‘’Zaman, içinde fırsatların bulunduğu, fırsat da içinde zamanın bulunmadığı şeydir’’ der Hipokres.
Zaman, harcadığımız en pahalı değerdir. Dün, tecrübe defterine kaydolurken, yarınlar planlanır; oysa ki bugün yaşanması gerekendir.
Bir bayram sabahına daha uyandık. Hayatın yoğun temposuna ayak uydurmak için koşarken, bayramlar yetmeyen zaman içine sıkışmış, sürpriz aralıklar olarak karşımıza çıkıyor.
Eski bayramlar demeyeceğim, asla! Çünkü geçmişe takılı kalarak yaşamak artık mümkün değil. Günümüz şartlarında ilişkilerde kusursuz olmak imkansız gözüküyor. Değişen, gelişen dünya, gelecek vaat ederken; içinde umut saklıyor. Globalleşen ekonomik şartlara ayak uyduran yaşam biçimleri, bizleri de yenilenmeye mecbur kılıyor.

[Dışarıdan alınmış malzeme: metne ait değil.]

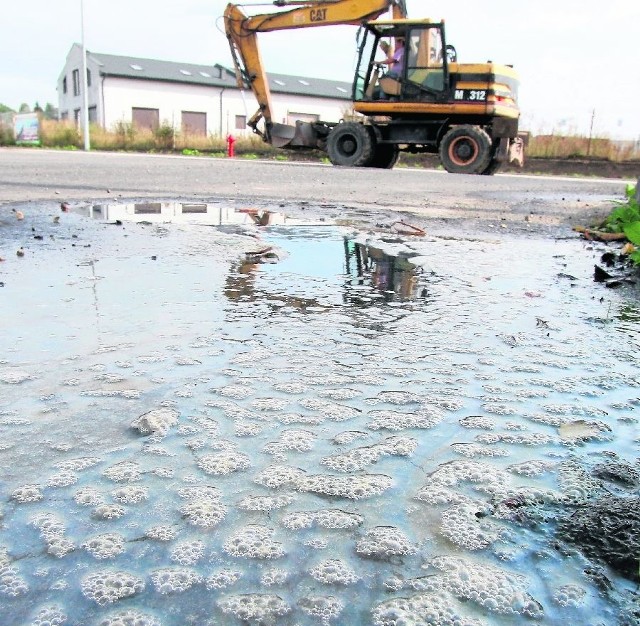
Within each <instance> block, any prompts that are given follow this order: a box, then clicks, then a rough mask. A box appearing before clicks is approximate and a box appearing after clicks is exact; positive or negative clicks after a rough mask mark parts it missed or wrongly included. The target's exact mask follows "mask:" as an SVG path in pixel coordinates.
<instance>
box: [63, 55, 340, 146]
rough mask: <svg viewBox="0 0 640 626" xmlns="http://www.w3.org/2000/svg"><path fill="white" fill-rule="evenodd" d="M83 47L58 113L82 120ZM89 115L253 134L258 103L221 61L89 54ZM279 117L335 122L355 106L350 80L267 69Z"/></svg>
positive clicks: (64, 115)
mask: <svg viewBox="0 0 640 626" xmlns="http://www.w3.org/2000/svg"><path fill="white" fill-rule="evenodd" d="M81 72H82V47H81V46H80V45H79V44H74V45H73V46H72V47H71V50H70V51H69V54H68V55H67V60H66V63H65V66H64V69H63V70H62V72H61V74H60V77H59V79H58V86H57V89H58V109H59V112H60V119H70V120H75V121H76V123H78V122H79V121H80V120H81V109H82V93H81V90H82V80H81ZM87 83H88V108H89V121H90V122H92V123H96V124H99V125H100V126H102V127H103V128H105V129H106V130H112V129H113V128H114V126H115V125H116V124H118V123H119V122H124V123H133V124H135V125H137V126H139V127H145V128H156V127H157V126H158V125H160V124H165V123H168V124H170V125H171V126H173V127H174V128H175V129H176V130H188V131H189V132H191V133H195V134H205V135H219V136H226V135H228V134H230V133H231V134H235V135H242V134H244V133H251V132H252V131H251V129H248V128H247V126H246V121H247V119H248V118H250V117H251V116H252V115H253V114H254V113H255V112H256V111H257V110H258V105H257V102H256V100H255V97H254V96H253V93H252V92H251V91H243V90H240V89H238V87H237V85H236V79H235V73H234V72H233V71H231V70H229V69H227V68H225V67H223V66H222V65H218V64H216V65H213V66H206V65H193V64H189V63H176V62H172V61H158V60H153V59H139V58H132V57H123V56H115V55H111V54H99V53H95V52H87ZM269 85H270V88H271V94H272V99H273V109H274V121H276V122H281V123H284V124H292V125H293V124H295V121H296V120H305V121H314V120H323V121H327V122H337V121H339V120H340V119H341V118H342V117H344V116H345V115H346V114H348V113H349V111H350V109H351V85H350V84H349V83H344V82H337V81H330V80H323V79H316V78H305V77H298V76H286V75H281V74H269Z"/></svg>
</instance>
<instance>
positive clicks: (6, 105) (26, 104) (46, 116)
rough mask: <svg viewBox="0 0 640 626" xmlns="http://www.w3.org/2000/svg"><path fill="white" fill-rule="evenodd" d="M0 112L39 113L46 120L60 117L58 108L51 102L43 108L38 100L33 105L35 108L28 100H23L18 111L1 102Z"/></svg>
mask: <svg viewBox="0 0 640 626" xmlns="http://www.w3.org/2000/svg"><path fill="white" fill-rule="evenodd" d="M0 113H39V114H40V115H41V116H42V117H43V118H44V119H46V120H56V119H58V109H57V107H55V106H54V105H53V104H51V102H47V104H46V105H45V106H44V108H42V107H41V106H40V104H39V103H38V102H36V103H35V104H34V105H33V108H31V107H30V106H29V105H28V104H27V103H26V102H23V103H22V104H21V105H20V108H19V109H18V110H17V111H15V110H14V109H12V108H11V107H8V106H7V105H6V104H2V103H0Z"/></svg>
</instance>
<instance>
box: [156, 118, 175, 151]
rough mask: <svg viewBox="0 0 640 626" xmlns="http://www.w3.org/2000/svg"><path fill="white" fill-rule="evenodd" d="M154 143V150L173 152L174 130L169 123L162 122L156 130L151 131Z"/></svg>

Kısır döngüde devam günlük işler potansiyelinde, sosyalleşmeyi kaçırır . Hele evli, çocuk sahibi iseniz, bir de çalışıyorsanız; bayramlar, ister istemez ailenin nefes alması için gerekli tatillere dönüşüyor.
Ailenin en büyüğün evinde toplanarak bayram kutladığı zamanlar özleniyorsa da, ne kadar uygulanabiliyor? Büyük şehirlerin bilhassa İstanbul’un trafik derdinin olmadığı zamanlar gerilerde kaldı. Şehirler bu kadar kalabalık değilken; yollar bu kadar geniş ve çok değilken; Boğaz köprüleri yokken; rahat yolculuk eder; büyüklerin evinde cümbür cemaat toplanılırdı. Herkes birbiriyle bayramlaşır, görüşür, en iyi dileklerini iletir, birbirinden haberdar olurdu. Bayramın diğer günleriyse ailenin gezme günleriydi. Artık, bayram günleri bilhassa büyükşehirlerin boşaldığı günler oldu.
Her şeye ve yere yetmenin mümkün olamadığı günümüzde ; zorunda olmak duygusu; dar zamanlara çok iş sıkıştırmak durumunda kalanlar için, kabusa dönüşebiliyor. Oysa ki gün, yapmak zorunda olduklarımızla, yapmak istediğimiz şeyler arasında sıkışıp kalma günü, hiç değil. Geriye alamayacağımız zamanı en güzel şekilde yaşamak, sevdiklerimizle, arzu ettiğimiz çerçevede birlikte keyifli anlar geçirebilme zamanıdır.
Her gün özeldir. Bayram kutladığımız günler daha bir özeldir. Hayatı biraz daha kolaylaştırarak; ulaşamayacağımız sevdiklerimize, büyüklerimize, bir telefon, bir buket çiçek ya da küçük bir kutu şeker göndererek gönüllerini almayı bilmeliyiz. Onların affına sığınarak, bayram öncesinde yapılan kısa keyifli ziyaretler ya da bayram sonrasına kaydırılan buluşmalarla da gönüller alınabilir, değil mi? Böylece sonradan yapmadığımız davranışların üzüntüsüyle vicdan yapmak, zorunda kalmayız. Ama iş yaşamının bizleri yorgun, hayattan bezgin, isteksiz insanlara dönüştürmesine izin vermeden; tatil ve ziyaret önceliklerimizi belirlemek gerekiyor.
Mükemmelliyetci olmayı görmezden gelip, hoşgörü, sempati, empati duygularımızı geliştirerek, huzura odaklanmak; hayatımızı genişletip, kusurlarımızı affedilebilir kılmak; sevgiyle, şevkatle yaklaşmak; güler yüz ve tatlı dilden asla vazgeçmemek, gönül almayı bilerek yaşarken; zaman içinde gönlümüzün götürdüğü yere gitmek, az bir gayretle mümkündür.
Yaşamın her gün özeldir ama bayram günleri daha bir özeldir. Berekettir, umuttur, yarınlara niyettir. Kestiğiniz kurban ve dualarınız kabul, bayramınız mübarek olsun.
Tüm Müslüman Alemi’ne kardeşliğin yeni bir anlayışla doğduğu, sevgiyle ellerin birleştiği; biraz kaygılı, durgun, belki de yorgun ama yine de umutlu bu zor günlerde; sevdikleriyle mutlu bir bayram diliyorum.